There are no error messages, just a message that it cannot find the sensor.
What would you like to see for a reproduction? The driver is an open source ROS package . Below is a snippet of the code that is trying to connect to the laser
void LMS1xx::connect(std::string host, int port)
{
if (!connected_)
{
logDebug("Creating non-blocking socket.");
socket_fd_ = socket(PF_INET, SOCK_STREAM, IPPROTO_TCP);
if (socket_fd_)
{
struct sockaddr_in stSockAddr;
stSockAddr.sin_family = PF_INET;
stSockAddr.sin_port = htons(port);
inet_pton(AF_INET, host.c_str(), &stSockAddr.sin_addr);
logDebug("Connecting socket to laser.");
int ret = ::connect(socket_fd_, (struct sockaddr *) &stSockAddr, sizeof(stSockAddr));
if (ret == 0)
{
connected_ = true;
logDebug("Connected succeeded.");
}
}
}
can you copy & paste the exact error message? Also what is the host argument value here? Is this IPv4 / IPv6 (text representation)? There shouldn’t be any limitation in terms of network communication from the container. Can you double check that the host value is correct here? Thanks!
Sorry but no, there is no error message. The int ret = ::connect(socket_fd_, (struct sockaddr *) &stSockAddr, sizeof(stSockAddr));
Just returns -1 after some time, so it seems like a timeout. The host value is indeed correct! I tried this driver with this laser from within the same docker container, but on my own laptop, and everything works fine!
Sorry that i cant provide you with any more detail.

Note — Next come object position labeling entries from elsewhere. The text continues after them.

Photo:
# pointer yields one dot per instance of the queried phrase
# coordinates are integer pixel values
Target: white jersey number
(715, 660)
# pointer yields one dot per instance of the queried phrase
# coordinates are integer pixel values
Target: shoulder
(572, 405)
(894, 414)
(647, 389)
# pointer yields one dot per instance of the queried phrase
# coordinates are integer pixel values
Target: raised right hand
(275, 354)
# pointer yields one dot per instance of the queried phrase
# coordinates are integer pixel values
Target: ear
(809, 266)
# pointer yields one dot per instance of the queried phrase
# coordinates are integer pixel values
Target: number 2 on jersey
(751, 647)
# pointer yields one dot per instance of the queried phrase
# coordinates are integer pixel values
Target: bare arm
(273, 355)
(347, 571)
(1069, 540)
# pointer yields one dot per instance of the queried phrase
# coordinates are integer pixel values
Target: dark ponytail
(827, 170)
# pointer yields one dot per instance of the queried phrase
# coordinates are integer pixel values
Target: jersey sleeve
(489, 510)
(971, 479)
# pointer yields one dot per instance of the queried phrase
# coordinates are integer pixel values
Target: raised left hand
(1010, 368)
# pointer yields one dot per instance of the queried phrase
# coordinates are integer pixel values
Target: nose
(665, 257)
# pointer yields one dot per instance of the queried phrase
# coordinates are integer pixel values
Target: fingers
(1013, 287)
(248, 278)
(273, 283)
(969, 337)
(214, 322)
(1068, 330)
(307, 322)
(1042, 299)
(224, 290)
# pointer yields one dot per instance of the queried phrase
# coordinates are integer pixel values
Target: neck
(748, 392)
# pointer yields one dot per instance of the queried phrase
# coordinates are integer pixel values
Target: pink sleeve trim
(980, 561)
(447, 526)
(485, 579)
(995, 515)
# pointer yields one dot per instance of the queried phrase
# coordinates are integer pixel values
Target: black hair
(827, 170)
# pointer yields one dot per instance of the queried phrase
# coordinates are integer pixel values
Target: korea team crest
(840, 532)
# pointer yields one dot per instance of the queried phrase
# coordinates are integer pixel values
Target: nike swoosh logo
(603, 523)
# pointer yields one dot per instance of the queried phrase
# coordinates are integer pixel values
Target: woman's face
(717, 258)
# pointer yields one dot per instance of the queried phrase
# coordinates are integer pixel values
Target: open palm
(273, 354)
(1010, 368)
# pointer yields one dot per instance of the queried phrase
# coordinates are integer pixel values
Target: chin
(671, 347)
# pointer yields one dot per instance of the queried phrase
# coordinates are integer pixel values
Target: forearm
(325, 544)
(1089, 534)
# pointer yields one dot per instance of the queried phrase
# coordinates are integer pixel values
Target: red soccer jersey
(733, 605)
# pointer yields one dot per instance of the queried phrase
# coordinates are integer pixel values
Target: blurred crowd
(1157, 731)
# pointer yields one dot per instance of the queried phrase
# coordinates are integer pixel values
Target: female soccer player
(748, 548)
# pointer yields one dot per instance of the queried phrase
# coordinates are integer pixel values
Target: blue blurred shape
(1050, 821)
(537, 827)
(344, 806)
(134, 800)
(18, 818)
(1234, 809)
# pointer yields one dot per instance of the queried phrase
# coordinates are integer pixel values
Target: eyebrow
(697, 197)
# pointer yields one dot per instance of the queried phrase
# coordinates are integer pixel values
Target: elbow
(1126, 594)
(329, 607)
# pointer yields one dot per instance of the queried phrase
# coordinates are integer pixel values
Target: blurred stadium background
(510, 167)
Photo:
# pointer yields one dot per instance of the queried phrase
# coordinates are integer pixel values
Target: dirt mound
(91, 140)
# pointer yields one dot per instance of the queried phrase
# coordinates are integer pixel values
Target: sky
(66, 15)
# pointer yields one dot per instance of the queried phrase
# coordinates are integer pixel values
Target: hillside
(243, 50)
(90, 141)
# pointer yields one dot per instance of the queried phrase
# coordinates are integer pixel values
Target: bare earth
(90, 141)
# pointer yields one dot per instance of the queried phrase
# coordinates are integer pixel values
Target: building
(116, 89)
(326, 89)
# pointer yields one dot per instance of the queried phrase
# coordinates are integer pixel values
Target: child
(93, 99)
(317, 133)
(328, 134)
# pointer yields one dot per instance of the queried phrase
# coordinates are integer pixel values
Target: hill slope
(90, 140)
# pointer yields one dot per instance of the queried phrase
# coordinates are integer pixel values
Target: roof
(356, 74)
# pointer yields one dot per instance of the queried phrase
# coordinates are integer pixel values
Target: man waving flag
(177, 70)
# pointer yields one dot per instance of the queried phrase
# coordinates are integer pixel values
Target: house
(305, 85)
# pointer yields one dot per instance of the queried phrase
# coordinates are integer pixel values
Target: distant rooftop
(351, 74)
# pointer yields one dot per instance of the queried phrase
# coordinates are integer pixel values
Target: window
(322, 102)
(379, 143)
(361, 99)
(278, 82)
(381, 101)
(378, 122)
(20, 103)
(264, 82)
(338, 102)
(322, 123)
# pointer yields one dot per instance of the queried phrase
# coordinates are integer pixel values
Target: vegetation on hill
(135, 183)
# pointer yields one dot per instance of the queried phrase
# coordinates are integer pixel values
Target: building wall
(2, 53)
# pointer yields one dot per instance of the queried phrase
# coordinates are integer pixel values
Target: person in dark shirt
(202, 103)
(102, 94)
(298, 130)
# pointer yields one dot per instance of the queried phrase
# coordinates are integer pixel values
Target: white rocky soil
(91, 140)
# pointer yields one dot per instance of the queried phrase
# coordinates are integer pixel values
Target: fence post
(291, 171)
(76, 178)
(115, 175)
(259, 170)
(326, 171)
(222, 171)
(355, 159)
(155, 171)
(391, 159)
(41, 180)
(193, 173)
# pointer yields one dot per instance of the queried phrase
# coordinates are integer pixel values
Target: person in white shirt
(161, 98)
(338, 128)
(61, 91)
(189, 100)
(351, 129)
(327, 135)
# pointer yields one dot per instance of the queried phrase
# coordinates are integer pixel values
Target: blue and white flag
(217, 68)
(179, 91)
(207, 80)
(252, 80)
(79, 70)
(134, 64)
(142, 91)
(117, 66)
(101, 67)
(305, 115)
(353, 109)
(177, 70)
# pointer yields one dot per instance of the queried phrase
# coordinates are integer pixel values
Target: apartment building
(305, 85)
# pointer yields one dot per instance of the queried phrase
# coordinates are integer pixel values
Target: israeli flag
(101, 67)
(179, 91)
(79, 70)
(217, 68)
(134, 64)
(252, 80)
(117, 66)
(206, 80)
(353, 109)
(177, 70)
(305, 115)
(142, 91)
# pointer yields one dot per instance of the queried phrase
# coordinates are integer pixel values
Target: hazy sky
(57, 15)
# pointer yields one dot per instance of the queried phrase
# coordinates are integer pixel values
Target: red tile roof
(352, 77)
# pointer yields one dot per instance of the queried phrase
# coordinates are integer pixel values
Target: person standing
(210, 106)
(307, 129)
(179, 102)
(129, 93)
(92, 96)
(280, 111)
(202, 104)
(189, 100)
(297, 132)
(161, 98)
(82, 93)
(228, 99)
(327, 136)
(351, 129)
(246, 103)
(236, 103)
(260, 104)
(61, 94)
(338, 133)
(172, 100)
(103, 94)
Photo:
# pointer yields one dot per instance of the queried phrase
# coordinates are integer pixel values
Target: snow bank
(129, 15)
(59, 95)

@tresink Hi, I read the information you posted and my first guess would be that you are using multi-container environment for you application. Do you have a docker-compose.yml? If it is multi-container environment, then the restrictions to the networking will be bigger. If it is a single container - then it is not restricted and it should be a different issue.
You mentioned that you are putting some drivers - are those kernel drivers? Are they compiled towards the same kernel and loading successfully?